47And when he heard that it was Jesus of Nazareth, he began to cry out and say, “Jesus, Son of David, have mercy on me!”
48And many rebuked him, telling him to be silent. But he cried out all the more, “Son of David, have mercy on me!”
49And Jesus stopped and said, “Call him.” And they called the blind man, saying to him, “Take heart. Get up; he is calling you.”
50And throwing off his cloak, he sprang up and came to Jesus.
51And Jesus said to him, “What do you want me to do for you?” And the blind man said to him, “Rabbi, let me recover my sight.”
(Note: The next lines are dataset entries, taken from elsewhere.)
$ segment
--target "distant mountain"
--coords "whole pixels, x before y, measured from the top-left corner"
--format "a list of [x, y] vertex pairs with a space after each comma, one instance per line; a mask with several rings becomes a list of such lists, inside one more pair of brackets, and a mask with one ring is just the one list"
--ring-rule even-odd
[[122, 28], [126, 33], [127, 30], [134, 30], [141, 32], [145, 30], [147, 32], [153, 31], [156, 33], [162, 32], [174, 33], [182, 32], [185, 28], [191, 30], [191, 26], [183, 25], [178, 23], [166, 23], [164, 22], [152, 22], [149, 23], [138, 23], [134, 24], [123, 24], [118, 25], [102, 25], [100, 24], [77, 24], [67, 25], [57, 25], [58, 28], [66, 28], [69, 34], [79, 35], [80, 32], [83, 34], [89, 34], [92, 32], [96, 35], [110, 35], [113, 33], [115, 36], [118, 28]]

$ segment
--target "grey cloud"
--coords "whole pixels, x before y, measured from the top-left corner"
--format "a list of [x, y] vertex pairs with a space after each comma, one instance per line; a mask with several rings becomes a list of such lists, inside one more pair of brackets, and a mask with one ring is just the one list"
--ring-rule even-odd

52And Jesus said to him, “Go your way; your faith has made you well.” And immediately he recovered his sight and followed him on the way.
What's happening here
Mark is the shortest and fastest-moving of the Gospels, and the scene at Jericho is one of the only times he slows down enough to give a beggar a name. Bartimaeus — "son of Timaeus" — sits by the road, hears that Jesus is passing, and cries out with a two-word formula the church would later build into the most repeated prayer in Christian liturgy. The crowd tells him to be quiet. He shouts louder. Jesus stops.
The word that matters
Greek · have mercy — the imperative of mercy
Eleēson is the imperative form of eleeō, the verb behind "alms" and "almsgiving." It is not simply "be kind to me"; it is the full-weight request for the mercy a superior owes a supplicant, the word a defendant shouts to a judge. Bartimaeus's two-word cry — "Son of David, have mercy" — pairs a messianic title with the formal petition word. The early Greek church built it into the Kyrie eleison that has been sung in liturgy for seventeen centuries. The blind man on the roadside wrote the shortest and most durable Christian prayer.
Where else this shows up
Luke 18:13
The tax collector in the temple, standing far off, beating his chest: "God, be merciful to me, a sinner." The same cry, shorter.
Matthew 9:27
Two blind men on another road with the same formula: "Have mercy on us, Son of David."
Psalm 51:1
David's Hebrew anticipation: "have mercy on me, O God, according to thy lovingkindness."